Country-lines is a wonderful archive of story-telling from Aboriginal Australia. The site has a growing collection of animations created in collaboration with Aboriginal communities in different parts of Australia. For example, Yanyuwa people from Boorooloola have a set of stories of saltwater dreamings, narrated in Yanyuwa and illustrated. This is a wonderful teaching resource.

Clamor Schürmann’s Barngarla grammar

The work of the German missionaries on South Australian languages in the first half of the nineteenth century has few contemporary parallels for thoroughness and clarity. This commentary on the grammatical introduction to Pastor Clamor Schürmann’s Vocabulary of the Parnkalla language of 1844 reconstructs a significant amount of Barngarla morphology, phonology and syntax.

It should be seen as one of a number of starting points for language-reclamation endeavours in Barngarla, designed primarily for educators and other people who may wish to re-present its interpretations in ways more accessible to non-linguists, and more suited to pedagogical practice.

Read or purchase Mark Clendon’s latest opus here.

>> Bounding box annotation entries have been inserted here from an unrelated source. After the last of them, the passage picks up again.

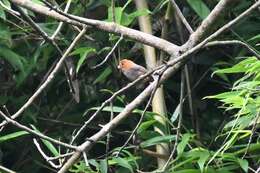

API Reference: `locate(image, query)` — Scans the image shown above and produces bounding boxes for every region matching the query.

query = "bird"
[117,59,148,81]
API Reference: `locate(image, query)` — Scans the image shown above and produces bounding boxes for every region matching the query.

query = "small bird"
[117,59,147,81]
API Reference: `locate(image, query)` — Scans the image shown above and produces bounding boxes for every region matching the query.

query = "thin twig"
[116,73,160,157]
[0,111,77,150]
[33,138,62,169]
[171,0,194,34]
[160,71,185,172]
[205,40,260,59]
[0,27,86,127]
[242,111,260,159]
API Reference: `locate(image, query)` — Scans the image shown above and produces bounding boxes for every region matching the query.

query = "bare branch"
[205,40,260,59]
[11,0,179,55]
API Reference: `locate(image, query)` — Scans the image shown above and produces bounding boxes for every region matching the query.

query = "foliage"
[0,0,260,173]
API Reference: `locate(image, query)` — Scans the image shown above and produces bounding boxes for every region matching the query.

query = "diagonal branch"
[10,0,179,55]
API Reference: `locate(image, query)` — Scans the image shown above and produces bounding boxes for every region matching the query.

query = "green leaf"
[99,159,107,173]
[0,5,6,20]
[177,133,193,155]
[140,135,176,148]
[70,47,96,73]
[171,103,180,123]
[0,131,29,143]
[137,120,157,134]
[0,47,26,73]
[31,125,60,156]
[187,0,210,19]
[238,158,248,172]
[197,150,210,172]
[93,67,112,84]
[113,157,134,173]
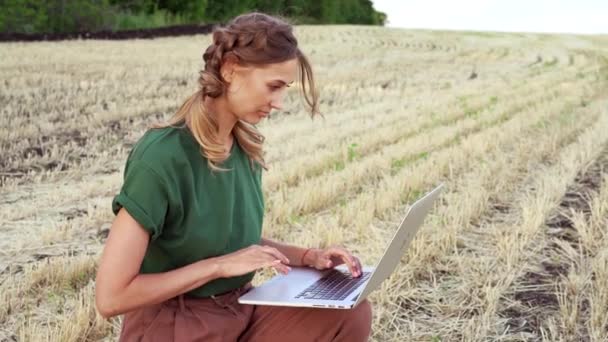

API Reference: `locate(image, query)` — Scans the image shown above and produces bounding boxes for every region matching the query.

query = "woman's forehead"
[260,60,298,83]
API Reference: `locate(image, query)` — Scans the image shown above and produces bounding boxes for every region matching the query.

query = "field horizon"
[0,25,608,342]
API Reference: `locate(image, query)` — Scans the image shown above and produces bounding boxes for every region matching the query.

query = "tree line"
[0,0,386,33]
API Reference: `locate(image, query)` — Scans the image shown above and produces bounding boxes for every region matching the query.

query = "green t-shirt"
[112,126,264,297]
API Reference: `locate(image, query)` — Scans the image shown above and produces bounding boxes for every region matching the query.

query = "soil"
[502,147,608,333]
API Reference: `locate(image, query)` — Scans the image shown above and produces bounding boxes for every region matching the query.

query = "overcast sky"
[372,0,608,34]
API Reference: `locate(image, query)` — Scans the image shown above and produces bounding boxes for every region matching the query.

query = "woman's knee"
[345,299,372,337]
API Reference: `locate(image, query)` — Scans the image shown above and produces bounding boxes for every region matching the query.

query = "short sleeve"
[112,160,169,240]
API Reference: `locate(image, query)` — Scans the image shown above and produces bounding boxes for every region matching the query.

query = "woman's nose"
[270,99,283,110]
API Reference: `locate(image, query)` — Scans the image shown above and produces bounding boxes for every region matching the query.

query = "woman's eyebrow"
[274,80,293,87]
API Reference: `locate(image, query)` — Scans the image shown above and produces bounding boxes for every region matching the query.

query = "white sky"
[372,0,608,34]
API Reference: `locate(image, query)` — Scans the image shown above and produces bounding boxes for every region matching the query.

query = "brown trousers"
[119,287,372,342]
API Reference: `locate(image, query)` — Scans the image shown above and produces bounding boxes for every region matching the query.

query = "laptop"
[238,184,444,309]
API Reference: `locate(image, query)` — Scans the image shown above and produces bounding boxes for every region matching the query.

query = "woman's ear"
[220,54,238,83]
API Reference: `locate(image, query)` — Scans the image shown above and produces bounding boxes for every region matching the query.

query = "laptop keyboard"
[296,270,371,300]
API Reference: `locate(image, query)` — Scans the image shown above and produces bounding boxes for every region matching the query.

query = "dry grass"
[0,26,608,341]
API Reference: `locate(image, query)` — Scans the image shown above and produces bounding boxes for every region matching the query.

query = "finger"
[354,257,363,277]
[265,259,291,274]
[273,263,291,274]
[330,247,357,276]
[262,246,290,265]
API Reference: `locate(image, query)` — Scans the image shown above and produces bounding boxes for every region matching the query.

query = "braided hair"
[154,12,320,170]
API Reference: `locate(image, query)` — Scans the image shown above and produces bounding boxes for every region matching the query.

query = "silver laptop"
[238,184,443,309]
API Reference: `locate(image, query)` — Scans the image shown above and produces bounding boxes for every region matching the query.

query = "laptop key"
[296,270,370,300]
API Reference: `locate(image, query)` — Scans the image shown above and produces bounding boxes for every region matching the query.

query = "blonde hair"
[153,12,320,171]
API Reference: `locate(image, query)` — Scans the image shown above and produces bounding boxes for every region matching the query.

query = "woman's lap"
[120,286,372,342]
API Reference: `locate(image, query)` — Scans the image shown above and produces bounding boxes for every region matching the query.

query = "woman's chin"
[243,115,263,125]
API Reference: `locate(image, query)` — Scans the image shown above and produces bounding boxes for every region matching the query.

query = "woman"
[95,13,371,341]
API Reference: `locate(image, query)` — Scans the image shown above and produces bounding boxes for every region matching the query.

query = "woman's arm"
[95,208,220,318]
[95,208,288,318]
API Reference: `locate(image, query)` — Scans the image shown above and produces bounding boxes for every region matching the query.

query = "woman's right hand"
[217,245,291,278]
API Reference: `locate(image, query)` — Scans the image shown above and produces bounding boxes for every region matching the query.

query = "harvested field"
[0,26,608,341]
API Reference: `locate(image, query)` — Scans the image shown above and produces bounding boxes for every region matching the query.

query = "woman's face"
[226,58,298,125]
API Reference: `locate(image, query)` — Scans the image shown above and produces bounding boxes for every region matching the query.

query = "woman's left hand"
[304,246,362,277]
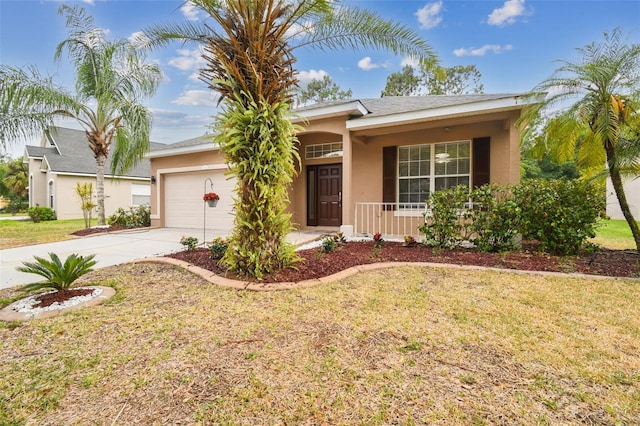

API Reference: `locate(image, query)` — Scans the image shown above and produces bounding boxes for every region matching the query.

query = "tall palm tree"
[0,5,161,225]
[520,28,640,252]
[145,0,433,279]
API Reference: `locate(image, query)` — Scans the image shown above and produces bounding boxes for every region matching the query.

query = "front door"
[307,164,342,226]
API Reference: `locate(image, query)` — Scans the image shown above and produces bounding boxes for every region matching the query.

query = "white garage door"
[164,170,235,230]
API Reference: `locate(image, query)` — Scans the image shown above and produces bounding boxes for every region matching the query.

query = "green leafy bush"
[180,235,198,251]
[514,180,600,255]
[209,237,229,259]
[27,206,57,223]
[469,184,522,252]
[107,204,151,228]
[320,236,338,253]
[418,185,469,248]
[16,253,97,291]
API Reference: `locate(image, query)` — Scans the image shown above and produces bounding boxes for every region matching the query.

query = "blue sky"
[0,0,640,154]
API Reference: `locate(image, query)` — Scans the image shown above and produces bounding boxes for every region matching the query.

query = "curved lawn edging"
[129,257,640,291]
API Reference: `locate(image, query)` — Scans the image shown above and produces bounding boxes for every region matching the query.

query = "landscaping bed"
[168,241,640,283]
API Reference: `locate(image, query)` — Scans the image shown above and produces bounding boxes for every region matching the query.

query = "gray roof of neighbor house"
[26,127,163,178]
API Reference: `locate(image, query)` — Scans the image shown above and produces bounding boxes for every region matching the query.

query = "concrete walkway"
[0,228,321,289]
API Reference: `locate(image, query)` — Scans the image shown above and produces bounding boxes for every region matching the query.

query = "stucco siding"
[51,175,149,219]
[607,177,640,220]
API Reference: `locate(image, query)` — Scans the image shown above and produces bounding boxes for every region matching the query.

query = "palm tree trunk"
[606,147,640,253]
[96,154,107,226]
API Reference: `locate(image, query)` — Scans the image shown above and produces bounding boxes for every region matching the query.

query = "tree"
[381,61,484,96]
[519,28,640,252]
[0,5,161,225]
[298,75,353,105]
[380,65,422,97]
[145,0,433,279]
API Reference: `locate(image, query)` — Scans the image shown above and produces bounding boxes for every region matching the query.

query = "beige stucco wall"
[607,177,640,220]
[291,111,520,227]
[29,158,49,207]
[49,175,149,219]
[150,147,226,227]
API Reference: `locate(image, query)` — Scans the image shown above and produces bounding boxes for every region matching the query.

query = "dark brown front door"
[307,164,342,226]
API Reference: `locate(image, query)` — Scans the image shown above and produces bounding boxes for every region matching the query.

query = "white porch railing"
[353,203,430,239]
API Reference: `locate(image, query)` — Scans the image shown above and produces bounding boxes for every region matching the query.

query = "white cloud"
[400,56,420,68]
[129,31,151,48]
[298,70,329,84]
[488,0,527,27]
[171,90,219,108]
[358,56,391,71]
[415,1,442,30]
[180,1,200,21]
[169,49,204,71]
[453,44,513,56]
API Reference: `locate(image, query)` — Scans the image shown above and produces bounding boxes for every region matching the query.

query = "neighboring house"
[148,94,540,235]
[24,127,161,219]
[607,172,640,220]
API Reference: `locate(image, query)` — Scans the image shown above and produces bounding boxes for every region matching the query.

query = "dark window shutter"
[471,138,491,188]
[382,146,398,208]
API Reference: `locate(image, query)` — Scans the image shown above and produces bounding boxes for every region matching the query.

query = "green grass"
[0,219,97,249]
[591,219,640,250]
[0,264,640,425]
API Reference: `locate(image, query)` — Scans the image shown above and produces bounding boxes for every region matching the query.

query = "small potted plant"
[202,192,220,207]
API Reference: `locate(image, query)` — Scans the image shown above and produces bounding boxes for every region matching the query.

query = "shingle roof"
[26,127,163,177]
[295,93,527,120]
[150,135,213,152]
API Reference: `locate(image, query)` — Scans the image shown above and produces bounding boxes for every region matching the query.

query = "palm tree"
[0,5,161,225]
[520,28,640,252]
[145,0,433,279]
[16,253,97,292]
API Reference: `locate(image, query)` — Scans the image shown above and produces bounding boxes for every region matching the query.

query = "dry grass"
[0,219,96,249]
[0,264,640,425]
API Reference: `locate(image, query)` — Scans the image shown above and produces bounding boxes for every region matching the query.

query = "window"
[131,183,151,206]
[398,141,471,207]
[48,180,55,210]
[304,142,342,160]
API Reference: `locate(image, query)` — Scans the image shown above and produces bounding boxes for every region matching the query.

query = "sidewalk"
[0,228,320,289]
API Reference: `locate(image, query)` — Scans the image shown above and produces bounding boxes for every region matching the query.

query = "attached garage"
[164,169,235,230]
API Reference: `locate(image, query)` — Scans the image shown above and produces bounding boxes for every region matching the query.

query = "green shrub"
[16,253,97,291]
[209,237,229,259]
[180,235,198,251]
[418,185,469,248]
[514,180,600,255]
[469,184,521,252]
[107,204,151,228]
[320,236,338,253]
[27,206,57,223]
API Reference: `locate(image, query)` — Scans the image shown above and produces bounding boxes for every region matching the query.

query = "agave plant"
[16,253,97,292]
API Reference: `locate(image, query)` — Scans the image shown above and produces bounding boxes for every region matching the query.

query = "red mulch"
[71,225,147,237]
[33,288,93,308]
[169,241,640,283]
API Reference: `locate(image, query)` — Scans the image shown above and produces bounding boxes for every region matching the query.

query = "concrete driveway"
[0,228,320,288]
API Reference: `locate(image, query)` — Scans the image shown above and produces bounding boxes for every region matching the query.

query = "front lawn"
[0,219,97,249]
[592,219,640,250]
[0,264,640,425]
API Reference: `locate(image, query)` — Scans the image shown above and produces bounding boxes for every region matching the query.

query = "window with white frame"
[398,140,471,207]
[131,183,151,206]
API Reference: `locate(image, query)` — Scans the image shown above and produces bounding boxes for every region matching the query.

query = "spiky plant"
[16,253,97,292]
[145,0,433,279]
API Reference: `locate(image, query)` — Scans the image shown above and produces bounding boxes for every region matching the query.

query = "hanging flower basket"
[202,192,220,207]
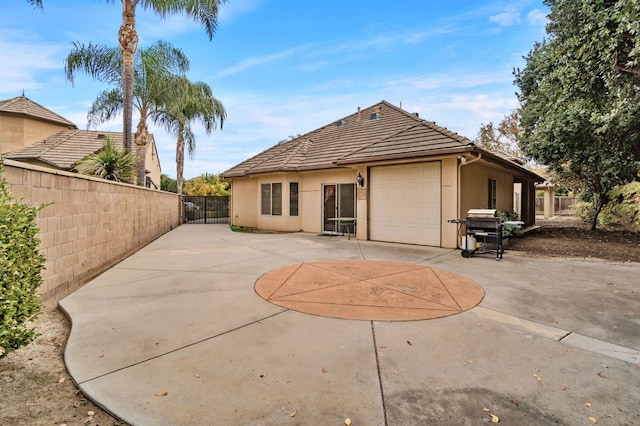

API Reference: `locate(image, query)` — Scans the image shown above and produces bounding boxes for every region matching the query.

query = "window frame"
[487,178,498,209]
[260,182,282,216]
[289,182,300,217]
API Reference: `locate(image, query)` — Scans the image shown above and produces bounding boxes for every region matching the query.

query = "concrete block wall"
[2,160,181,302]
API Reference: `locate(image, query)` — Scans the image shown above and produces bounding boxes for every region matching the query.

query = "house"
[0,95,161,189]
[222,101,544,248]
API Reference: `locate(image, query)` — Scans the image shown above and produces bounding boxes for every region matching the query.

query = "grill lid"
[467,209,496,219]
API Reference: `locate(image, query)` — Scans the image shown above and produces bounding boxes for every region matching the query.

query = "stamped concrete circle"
[255,260,484,321]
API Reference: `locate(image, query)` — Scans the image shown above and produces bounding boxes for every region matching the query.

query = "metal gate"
[182,195,229,223]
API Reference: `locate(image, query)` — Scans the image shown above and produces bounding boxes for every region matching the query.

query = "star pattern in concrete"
[255,260,484,321]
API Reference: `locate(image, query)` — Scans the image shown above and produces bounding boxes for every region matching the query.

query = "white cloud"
[527,9,547,25]
[0,31,63,95]
[218,0,262,25]
[218,46,307,77]
[489,6,522,27]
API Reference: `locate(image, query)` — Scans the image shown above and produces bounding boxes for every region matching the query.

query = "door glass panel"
[322,185,337,232]
[338,183,356,217]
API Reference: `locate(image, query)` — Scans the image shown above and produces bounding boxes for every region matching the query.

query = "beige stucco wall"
[460,161,514,218]
[2,160,181,300]
[0,114,72,154]
[231,169,357,233]
[231,157,458,248]
[144,143,162,189]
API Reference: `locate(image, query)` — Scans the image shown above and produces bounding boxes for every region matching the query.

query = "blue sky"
[0,0,547,179]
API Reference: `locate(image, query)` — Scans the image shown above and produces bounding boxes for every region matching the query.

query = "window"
[260,183,282,216]
[487,178,498,209]
[289,182,298,216]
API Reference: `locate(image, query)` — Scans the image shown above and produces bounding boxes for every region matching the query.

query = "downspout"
[456,152,482,248]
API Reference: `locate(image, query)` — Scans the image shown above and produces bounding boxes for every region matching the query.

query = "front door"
[322,183,356,234]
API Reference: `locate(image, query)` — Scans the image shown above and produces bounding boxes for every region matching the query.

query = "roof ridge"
[282,138,313,167]
[0,94,78,129]
[335,120,420,162]
[40,129,80,156]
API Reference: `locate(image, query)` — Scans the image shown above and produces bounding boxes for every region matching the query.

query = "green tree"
[160,173,178,193]
[35,0,226,156]
[184,175,230,196]
[65,41,189,186]
[75,138,135,183]
[118,0,225,161]
[0,163,45,358]
[515,0,640,229]
[475,111,523,158]
[155,77,227,194]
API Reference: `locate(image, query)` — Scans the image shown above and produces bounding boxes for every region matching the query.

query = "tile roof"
[223,101,473,177]
[0,95,77,129]
[5,130,145,170]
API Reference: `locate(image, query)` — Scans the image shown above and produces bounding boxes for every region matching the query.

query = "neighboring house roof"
[5,130,155,170]
[222,101,542,180]
[0,95,77,129]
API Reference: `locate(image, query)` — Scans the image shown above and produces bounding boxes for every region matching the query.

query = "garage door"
[369,162,440,247]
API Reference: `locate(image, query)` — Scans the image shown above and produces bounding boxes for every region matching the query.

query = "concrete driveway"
[60,225,640,425]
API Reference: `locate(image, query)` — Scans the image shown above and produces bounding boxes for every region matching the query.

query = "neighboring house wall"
[2,160,181,301]
[144,141,162,189]
[0,114,71,154]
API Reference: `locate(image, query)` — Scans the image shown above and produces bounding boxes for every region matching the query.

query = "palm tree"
[65,41,189,185]
[75,138,135,183]
[155,77,227,194]
[118,0,226,160]
[27,0,226,160]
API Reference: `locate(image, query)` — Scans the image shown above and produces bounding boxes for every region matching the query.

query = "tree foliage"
[182,175,230,195]
[65,40,189,185]
[475,111,522,158]
[75,138,135,183]
[154,76,227,194]
[515,0,640,229]
[160,173,178,193]
[118,0,226,166]
[0,163,45,358]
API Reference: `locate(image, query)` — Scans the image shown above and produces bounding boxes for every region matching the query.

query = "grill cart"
[449,209,524,260]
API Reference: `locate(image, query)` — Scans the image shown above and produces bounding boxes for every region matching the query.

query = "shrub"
[0,163,45,358]
[599,182,640,232]
[571,201,595,222]
[573,182,640,232]
[497,211,520,238]
[76,138,136,183]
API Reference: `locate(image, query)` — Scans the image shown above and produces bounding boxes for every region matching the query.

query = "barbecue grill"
[449,209,524,260]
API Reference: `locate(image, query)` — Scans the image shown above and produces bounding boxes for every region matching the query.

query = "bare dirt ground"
[0,218,640,426]
[507,217,640,262]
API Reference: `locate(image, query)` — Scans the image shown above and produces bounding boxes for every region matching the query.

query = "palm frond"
[87,88,124,128]
[140,0,226,40]
[64,42,122,85]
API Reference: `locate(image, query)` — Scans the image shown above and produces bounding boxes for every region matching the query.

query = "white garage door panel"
[369,162,440,246]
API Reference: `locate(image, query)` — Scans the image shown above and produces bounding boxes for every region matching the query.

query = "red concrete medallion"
[255,260,484,321]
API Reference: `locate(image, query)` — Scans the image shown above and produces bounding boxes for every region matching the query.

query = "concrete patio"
[60,225,640,425]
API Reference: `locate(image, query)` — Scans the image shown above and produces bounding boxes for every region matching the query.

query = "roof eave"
[335,145,475,166]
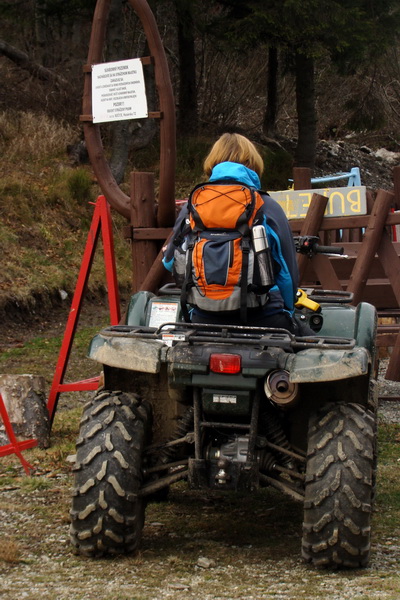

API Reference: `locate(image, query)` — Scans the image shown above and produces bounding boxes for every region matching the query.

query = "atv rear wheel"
[70,390,150,556]
[302,404,375,568]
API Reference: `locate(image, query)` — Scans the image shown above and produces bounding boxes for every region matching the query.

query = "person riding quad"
[163,133,311,335]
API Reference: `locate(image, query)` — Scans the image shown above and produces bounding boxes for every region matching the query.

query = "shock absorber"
[160,406,194,464]
[260,410,294,469]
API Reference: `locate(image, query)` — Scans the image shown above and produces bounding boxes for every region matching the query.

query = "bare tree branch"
[0,39,68,87]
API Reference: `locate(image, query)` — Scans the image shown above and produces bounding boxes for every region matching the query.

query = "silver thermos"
[252,225,275,286]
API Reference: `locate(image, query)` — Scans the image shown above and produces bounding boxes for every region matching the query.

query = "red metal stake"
[47,196,121,423]
[0,394,38,475]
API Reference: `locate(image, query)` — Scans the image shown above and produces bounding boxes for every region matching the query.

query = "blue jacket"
[163,162,299,314]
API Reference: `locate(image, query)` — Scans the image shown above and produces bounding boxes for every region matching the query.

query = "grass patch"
[0,537,21,564]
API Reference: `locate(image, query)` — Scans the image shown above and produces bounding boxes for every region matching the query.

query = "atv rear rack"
[100,323,356,352]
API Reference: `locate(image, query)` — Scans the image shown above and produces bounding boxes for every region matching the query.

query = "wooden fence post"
[347,190,393,306]
[131,171,157,293]
[297,194,342,290]
[293,167,311,190]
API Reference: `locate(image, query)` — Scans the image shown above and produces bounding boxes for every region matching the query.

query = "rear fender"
[318,302,378,357]
[286,347,371,383]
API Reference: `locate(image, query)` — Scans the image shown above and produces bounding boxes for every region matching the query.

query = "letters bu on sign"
[268,186,367,219]
[92,58,148,123]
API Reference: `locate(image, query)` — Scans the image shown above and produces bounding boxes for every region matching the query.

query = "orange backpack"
[181,183,272,322]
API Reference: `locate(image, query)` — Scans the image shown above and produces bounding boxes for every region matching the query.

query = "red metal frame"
[47,196,121,423]
[0,394,38,475]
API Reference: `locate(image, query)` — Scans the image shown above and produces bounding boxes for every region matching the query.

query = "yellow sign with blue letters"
[268,185,367,220]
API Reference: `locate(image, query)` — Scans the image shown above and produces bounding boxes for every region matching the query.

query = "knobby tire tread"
[70,390,151,556]
[302,403,376,568]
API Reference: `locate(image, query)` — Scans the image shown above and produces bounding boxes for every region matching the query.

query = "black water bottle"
[252,225,275,287]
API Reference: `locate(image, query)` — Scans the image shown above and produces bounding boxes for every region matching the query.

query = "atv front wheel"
[302,404,375,568]
[70,390,150,556]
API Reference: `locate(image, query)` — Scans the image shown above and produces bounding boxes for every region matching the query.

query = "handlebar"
[293,235,344,257]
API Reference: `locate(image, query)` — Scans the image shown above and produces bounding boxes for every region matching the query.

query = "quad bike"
[71,238,377,568]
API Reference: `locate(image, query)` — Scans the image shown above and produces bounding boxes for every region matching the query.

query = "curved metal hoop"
[82,0,176,227]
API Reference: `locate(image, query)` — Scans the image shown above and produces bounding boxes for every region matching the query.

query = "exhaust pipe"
[264,370,299,408]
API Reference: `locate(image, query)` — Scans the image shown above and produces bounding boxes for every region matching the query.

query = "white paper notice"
[149,302,178,327]
[92,58,148,123]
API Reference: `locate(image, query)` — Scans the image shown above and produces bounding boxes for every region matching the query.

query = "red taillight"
[210,354,242,375]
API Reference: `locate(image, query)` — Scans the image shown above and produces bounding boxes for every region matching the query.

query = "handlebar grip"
[314,244,344,254]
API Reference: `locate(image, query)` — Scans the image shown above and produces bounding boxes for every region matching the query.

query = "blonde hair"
[203,133,264,177]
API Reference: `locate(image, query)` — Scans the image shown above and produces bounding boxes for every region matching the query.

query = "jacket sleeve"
[262,194,299,311]
[162,204,190,273]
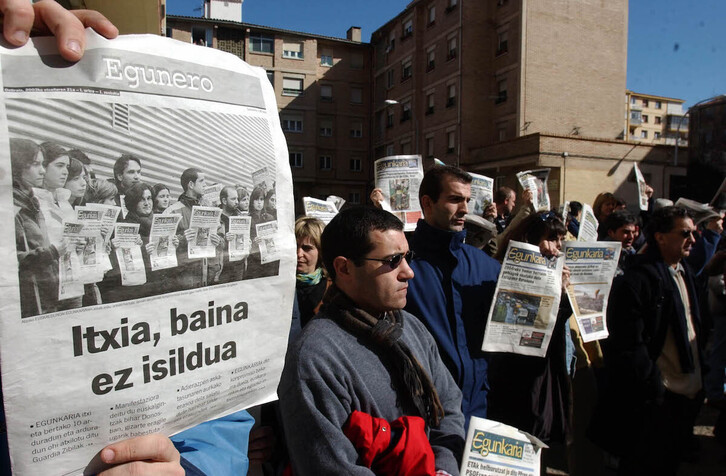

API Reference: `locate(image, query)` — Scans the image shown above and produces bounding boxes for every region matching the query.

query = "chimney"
[346,26,360,43]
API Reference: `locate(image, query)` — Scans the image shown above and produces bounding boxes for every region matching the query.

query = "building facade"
[167,16,373,212]
[625,91,688,146]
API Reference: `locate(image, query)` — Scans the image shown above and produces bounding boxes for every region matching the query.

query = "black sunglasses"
[361,250,413,269]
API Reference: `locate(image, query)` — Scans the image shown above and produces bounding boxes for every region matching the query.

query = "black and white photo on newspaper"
[0,33,295,475]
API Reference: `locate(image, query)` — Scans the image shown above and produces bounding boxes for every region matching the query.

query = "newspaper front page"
[482,241,564,357]
[565,241,622,342]
[460,416,547,476]
[0,31,295,475]
[469,172,494,216]
[633,162,648,211]
[303,197,338,225]
[375,155,423,231]
[517,169,552,212]
[577,203,600,242]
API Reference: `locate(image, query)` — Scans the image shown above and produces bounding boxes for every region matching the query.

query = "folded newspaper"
[0,30,295,475]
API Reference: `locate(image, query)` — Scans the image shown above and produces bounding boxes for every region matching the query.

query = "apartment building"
[625,91,688,146]
[166,15,373,212]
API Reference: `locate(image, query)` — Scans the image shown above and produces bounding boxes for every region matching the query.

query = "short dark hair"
[569,201,582,217]
[597,210,637,240]
[320,206,403,279]
[645,206,692,250]
[113,154,141,186]
[418,165,472,202]
[181,167,202,192]
[493,187,514,205]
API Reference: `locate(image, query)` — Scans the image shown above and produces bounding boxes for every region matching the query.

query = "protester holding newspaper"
[488,211,574,464]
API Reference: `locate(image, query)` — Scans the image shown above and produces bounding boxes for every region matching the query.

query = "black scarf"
[323,284,444,428]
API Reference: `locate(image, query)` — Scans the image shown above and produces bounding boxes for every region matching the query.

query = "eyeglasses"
[361,250,413,269]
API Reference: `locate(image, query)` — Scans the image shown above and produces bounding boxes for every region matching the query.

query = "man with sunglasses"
[406,166,500,425]
[594,206,703,475]
[278,207,464,476]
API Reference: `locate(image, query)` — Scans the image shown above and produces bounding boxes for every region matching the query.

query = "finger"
[98,461,184,476]
[101,433,179,464]
[0,0,35,46]
[33,0,86,61]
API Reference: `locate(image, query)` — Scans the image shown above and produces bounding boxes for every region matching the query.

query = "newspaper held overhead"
[0,31,295,476]
[469,172,494,216]
[577,203,600,242]
[303,197,338,225]
[460,416,548,476]
[375,155,423,231]
[517,169,551,212]
[565,241,622,342]
[633,162,648,211]
[482,241,564,357]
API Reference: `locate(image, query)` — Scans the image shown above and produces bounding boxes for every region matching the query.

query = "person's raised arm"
[0,0,118,61]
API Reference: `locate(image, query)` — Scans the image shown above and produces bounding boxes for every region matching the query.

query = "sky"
[167,0,726,107]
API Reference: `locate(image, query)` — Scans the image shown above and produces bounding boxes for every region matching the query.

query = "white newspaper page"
[517,169,551,212]
[482,241,564,357]
[113,223,146,286]
[633,162,648,211]
[228,217,252,261]
[460,416,547,476]
[565,241,622,342]
[187,206,222,259]
[577,203,600,242]
[469,172,494,216]
[303,197,338,225]
[149,213,182,271]
[0,30,296,476]
[255,221,280,264]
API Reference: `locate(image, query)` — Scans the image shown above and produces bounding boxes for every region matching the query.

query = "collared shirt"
[657,263,702,398]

Documentation of Endangered Languages

Sally Thomason has a new book chapter out on the pitfalls of documenting endangered languages. Book details follow:

Responses to Language Endangerment

In honor of Mickey Noonan

Edited by Elena Mihas, Bernard Perley, Gabriel Rei-Doval and Kathleen Wheatley

 
This volume further complicates and advances the contemporary perspective on language endangerment by examining the outcomes of the most commonly cited responses to language endangerment, i.e. language documentation, language revitalization, and training. The present collection takes stock of many complex and pressing issues, such as the assessment of the degree of language endangerment, the contribution of linguistic scholarship to language revitalization programs, the creation of successful language reclamation programs, the emergence of languages that arise as a result of revitalization efforts after interrupted transmission, the ethics of fieldwork, and the training of field linguists and language educators. The volume’s case studies provide detailed personal accounts of fieldworkers and language activists who are grappling with issues of language documentation and revitalization in the concrete physical and socio-cultural settings of native speaker communities in different regions of the world.
[Studies in Language Companion Series, 142]  2013.  xv, 273 pp.